Güldal Mumcu:Prenbip olarak röportaj vermeyen Mumcu konuyla ilgili TBMM Tören Salonu’nda yaptığı konuşmada “Başöğretmenimizin istediği gibi, laik cumhuriyete yakışan, ‘kafasının içi ve dışı örtülmemiş, bir eser ortaya çıkardım’ diyebiliyorsanız, görevinizi layıkıyla yapmışsınız demektir. Atatürk Kastamonu konuşmasında, ‘Bazı kadınlar görüyorum ki başına bir bez, peştamal veya buna benzer bir şeyler atarak yüzünü gözünü gizler ve yanından geçen erkeklere karşı arkasını çevirir veya yere oturarak yumulur.

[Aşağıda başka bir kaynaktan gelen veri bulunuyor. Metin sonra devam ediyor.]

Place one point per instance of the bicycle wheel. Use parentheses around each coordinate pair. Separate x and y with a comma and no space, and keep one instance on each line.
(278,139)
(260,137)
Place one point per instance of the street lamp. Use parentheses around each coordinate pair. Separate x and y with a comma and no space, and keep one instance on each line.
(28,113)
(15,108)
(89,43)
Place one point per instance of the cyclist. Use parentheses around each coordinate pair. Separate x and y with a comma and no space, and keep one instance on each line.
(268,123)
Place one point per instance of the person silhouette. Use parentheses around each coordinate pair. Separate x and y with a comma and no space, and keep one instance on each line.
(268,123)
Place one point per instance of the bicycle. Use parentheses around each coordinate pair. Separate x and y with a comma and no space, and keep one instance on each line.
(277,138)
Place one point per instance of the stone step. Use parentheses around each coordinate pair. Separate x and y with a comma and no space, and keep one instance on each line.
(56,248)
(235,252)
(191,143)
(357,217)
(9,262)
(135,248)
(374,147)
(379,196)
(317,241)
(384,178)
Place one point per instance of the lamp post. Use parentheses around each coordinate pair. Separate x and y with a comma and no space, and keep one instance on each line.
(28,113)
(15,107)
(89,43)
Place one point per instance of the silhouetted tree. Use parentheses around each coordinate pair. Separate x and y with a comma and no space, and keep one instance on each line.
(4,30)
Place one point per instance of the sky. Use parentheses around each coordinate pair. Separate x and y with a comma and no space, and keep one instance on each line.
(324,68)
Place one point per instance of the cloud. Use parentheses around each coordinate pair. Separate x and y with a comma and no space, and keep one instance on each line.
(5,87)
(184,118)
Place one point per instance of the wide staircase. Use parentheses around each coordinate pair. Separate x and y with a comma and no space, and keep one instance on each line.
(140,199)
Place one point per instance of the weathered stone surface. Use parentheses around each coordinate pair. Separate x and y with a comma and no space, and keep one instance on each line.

Bu tavrın manası neye delalet eder? Medeni bir millet anası, bir millet kızı bu garip şekle, bu vahşi vaziyete girer mi?’ der, kadınlarımız hem zihnen hem dış görünümleriyle çağdaş olmalı” dedi.
Canan Arıtman:“Tesettürlü kadınlarımızın çoğunluğu gelenek ve göreneklerin kolaylaştırıcı etkisiyle, çaresizliklerinden, erkek egemen baskılardan dolayı, bir anlamda mecbur bırakıldıkları için kendilerine dayatılan yaşam ve giyim tarzı içindeler. Aslında her insan gibi onlar da eşitlik-özgürlük, demokrasi ve kadının insan haklarını istiyorlar. Onlara CHP çatısı altında güçlü olabileceklerini, eşitliği ve özgürlüğü, insan olmanın onurunu ve keyfini yaşayabileceklerini göstermeliyiz.”